Mr Parker said the fact that OSA expenditure on office staff had fallen while adudicators’ fees had risen, suggested that more of adjudicators’ time was being spent on admin.

“This indicates that Department for Education cuts have caused some of the burden of administration - sending out routine letters, arranging meetings and so on - being shifted from seconded DfE officials to the independent adjudicators themselves,” he said.

Professor Anne West, a school admissions expert from the London School of Economics said that the lack of resources for the OSA, and for councils, which are also supposed to police admissions, was a “major cause of concern” (see box, below).

The huge rise of schools that serve as their own admission authorities has made local authorities’ role in checking that their arrangements comply with the school admissions code even more challenging.

And the latest OSA report, published in December 2015, found that 1,916 schools in charge of their own admissions - of which 810 were academies - did not send their local authority a full copy of admission arrangements as required.

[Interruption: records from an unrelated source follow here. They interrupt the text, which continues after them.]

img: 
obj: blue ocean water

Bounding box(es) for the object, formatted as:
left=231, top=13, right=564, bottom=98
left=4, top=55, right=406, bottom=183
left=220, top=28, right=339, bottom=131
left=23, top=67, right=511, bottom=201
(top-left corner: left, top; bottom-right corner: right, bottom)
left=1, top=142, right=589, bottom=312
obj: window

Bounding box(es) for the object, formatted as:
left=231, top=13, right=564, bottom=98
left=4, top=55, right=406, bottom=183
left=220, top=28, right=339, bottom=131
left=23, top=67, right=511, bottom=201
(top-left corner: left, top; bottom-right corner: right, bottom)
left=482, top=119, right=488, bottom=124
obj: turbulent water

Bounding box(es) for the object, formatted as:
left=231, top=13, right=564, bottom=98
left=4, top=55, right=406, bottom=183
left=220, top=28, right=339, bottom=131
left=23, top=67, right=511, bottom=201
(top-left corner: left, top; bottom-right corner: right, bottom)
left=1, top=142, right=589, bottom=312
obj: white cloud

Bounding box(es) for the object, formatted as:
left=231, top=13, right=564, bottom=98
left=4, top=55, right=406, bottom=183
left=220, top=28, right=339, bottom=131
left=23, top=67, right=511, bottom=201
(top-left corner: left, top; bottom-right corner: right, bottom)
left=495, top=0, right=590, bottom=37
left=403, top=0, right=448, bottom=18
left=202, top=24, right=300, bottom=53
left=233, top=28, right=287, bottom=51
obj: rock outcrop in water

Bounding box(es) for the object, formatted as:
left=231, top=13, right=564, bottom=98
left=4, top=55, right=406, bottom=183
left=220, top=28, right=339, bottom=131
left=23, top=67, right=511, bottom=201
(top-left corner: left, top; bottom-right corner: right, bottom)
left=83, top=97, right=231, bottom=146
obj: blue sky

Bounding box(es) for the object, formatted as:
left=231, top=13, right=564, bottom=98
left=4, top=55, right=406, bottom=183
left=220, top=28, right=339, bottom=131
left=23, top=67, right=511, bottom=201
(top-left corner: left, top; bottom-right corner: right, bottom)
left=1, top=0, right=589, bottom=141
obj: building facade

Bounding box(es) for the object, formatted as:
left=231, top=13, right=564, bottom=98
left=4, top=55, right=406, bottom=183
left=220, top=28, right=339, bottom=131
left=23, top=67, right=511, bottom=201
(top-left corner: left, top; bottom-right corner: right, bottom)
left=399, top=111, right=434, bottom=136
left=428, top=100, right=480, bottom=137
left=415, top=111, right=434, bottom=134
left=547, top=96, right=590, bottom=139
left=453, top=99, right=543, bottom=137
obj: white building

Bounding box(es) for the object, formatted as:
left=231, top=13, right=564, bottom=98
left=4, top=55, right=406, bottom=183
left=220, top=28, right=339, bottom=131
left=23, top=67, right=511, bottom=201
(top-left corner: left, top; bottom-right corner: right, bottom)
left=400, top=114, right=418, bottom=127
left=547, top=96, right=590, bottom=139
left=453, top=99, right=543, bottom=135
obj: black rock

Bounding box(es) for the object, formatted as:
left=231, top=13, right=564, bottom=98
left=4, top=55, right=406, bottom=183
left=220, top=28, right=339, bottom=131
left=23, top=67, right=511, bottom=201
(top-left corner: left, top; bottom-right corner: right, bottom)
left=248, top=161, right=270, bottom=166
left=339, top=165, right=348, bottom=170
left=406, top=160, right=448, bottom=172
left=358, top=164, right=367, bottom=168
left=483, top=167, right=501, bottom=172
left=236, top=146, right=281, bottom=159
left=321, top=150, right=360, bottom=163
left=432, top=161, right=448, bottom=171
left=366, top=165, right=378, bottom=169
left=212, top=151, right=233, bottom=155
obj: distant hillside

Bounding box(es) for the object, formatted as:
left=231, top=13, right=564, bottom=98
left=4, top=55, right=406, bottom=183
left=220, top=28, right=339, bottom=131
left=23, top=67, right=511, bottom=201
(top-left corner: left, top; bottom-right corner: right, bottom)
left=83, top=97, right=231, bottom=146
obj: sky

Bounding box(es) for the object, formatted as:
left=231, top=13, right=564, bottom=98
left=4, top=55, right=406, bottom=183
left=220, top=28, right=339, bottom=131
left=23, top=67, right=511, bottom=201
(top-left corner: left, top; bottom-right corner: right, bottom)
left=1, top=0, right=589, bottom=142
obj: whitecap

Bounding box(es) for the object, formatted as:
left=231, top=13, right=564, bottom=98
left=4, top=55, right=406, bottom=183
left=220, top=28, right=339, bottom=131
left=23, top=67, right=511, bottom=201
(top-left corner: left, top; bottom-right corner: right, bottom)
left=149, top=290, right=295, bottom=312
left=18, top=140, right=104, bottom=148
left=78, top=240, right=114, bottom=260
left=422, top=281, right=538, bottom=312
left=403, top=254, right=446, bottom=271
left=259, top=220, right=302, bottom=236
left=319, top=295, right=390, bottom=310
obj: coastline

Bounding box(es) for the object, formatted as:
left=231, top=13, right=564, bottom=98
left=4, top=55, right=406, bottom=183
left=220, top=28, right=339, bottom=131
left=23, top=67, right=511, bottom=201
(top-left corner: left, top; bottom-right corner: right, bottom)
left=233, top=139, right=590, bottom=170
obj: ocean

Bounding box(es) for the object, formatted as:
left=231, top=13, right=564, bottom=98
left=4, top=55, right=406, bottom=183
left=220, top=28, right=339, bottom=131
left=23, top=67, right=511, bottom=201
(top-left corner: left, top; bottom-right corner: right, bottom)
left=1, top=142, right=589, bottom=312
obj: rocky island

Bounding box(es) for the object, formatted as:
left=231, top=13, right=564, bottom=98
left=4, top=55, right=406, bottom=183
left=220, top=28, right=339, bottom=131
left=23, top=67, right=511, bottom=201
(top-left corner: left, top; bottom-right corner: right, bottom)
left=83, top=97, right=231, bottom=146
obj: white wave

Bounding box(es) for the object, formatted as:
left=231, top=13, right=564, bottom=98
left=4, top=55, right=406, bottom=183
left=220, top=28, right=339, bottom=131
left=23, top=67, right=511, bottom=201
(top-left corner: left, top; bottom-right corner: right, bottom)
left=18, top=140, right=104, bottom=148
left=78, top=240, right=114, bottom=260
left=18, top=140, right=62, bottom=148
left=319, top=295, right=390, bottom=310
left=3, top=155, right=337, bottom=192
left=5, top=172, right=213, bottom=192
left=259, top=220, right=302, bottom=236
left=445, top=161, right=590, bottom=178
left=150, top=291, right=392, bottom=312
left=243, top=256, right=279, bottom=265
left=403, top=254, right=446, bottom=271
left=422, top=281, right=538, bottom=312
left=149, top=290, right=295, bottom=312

This was an increase of “just over 500” on the previous year, it said.

Earlier this month, the DfE said that an investigation had revealed a “likely” under-reporting of admissions appeals by voluntary-aided, foundation and academy schools.

Academy chain director Dame Sally Coates believes that rising academy numbers mean admissions rules need tightening up.

“Now more schools are becoming academies, [there is] more reason to overhaul it,” Dame Sally, who oversees United Learning’s academies in the South of England, told TES. “I don’t think because they’re cheating on admissions, or some of them may be cheating on admissions, that should say you can’t become an academy. But we just need to take control of admissions.”

An OSA spokesperson said: “The chief schools adjudicator considers that the OSA has always had the administrative staff and capacity necessary to support the work of the adjudicators who deal with the cases referred to us.”

A DfE spokesperson said: “All schools must follow the school admissions code, which ensures school places are allocated fairly. All objections about admission arrangements - regardless of school type - are investigated by the adjudicator.”